Applications
Nexiwave's High-Performance, High Accuracy speech indexing solution targets industries that produce very large amounts of media content. Traditionally, due to cost constraints, high accuracy speech indexing technology has not been feasible to those industries. Low accuracy phonetic based indexing has been dominant in those industries. For example, call recordings even for a small call center would have required hundreds of computers to proper index the audio.
Nexiwave offers these attractive differentiations:
- Very High Speed Processing: we are nearly a hundred times faster than traditional speech processing. The cost savings is directly realized.
- Very High Search Accuracy:Compared to the traditional dominant phonetic based indexing, which offers merely 10~40% search accuracy, Nexiwave's Speech Indexing service offers over 93% search accuracy.
Our Target Applications
Call Recording Providers and Call Center Analytic Solution Providers
Intensive search capability in call center recordings, not just based on metadata. High accuracy call center analytic applications.

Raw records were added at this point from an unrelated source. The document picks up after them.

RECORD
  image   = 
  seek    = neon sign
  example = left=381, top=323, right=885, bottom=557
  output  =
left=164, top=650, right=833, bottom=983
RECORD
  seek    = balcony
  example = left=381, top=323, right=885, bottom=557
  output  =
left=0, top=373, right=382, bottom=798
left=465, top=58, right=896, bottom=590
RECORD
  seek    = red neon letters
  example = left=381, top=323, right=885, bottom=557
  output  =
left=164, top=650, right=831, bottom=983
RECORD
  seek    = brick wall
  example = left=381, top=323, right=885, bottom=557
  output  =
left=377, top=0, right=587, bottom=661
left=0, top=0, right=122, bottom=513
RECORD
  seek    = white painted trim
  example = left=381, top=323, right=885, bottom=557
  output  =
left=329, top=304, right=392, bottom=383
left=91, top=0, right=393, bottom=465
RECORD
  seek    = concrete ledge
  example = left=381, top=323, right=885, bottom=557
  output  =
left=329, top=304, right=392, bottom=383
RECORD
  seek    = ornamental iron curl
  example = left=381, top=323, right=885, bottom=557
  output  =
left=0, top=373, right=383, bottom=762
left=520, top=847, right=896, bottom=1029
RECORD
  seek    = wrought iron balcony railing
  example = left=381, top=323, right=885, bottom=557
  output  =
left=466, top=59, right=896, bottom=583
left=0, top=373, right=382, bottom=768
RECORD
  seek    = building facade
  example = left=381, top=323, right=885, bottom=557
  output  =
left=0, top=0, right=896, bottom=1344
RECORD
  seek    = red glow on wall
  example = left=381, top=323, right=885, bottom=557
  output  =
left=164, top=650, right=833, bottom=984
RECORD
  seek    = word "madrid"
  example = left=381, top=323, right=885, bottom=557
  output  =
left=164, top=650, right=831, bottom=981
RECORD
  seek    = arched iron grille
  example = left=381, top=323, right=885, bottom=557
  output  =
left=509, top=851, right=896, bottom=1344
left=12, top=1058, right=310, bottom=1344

Online Media Accumulators / Publishers
PodCast / VideoCast Sharing Services, Audio Recording application, Broadcast News services. Any of those providers could receive tens of thousands of media submissions everyday. How can we enable an interested user to really find what he/she was looking for in the vast amount of submissions?
Conference Call Providers
Every conference call solution provider offers call recording capability, but there is no capability to easily find information from recordings. When the recordings are ten hours or more, without an effective search tool, it is virtually impossible for any end user to extract any information. Listening through many hours of recording is very time consuming. We can enable conference call companies to offer value-added features that let the end-user to search in their recordings.
Online Education Content Providers
Every distance learning session is recorded, but how often do your students to actually use those recordings? Wouldn't it be beneficial from a productivity perspective, if students could do key word topic searches on audio or video files?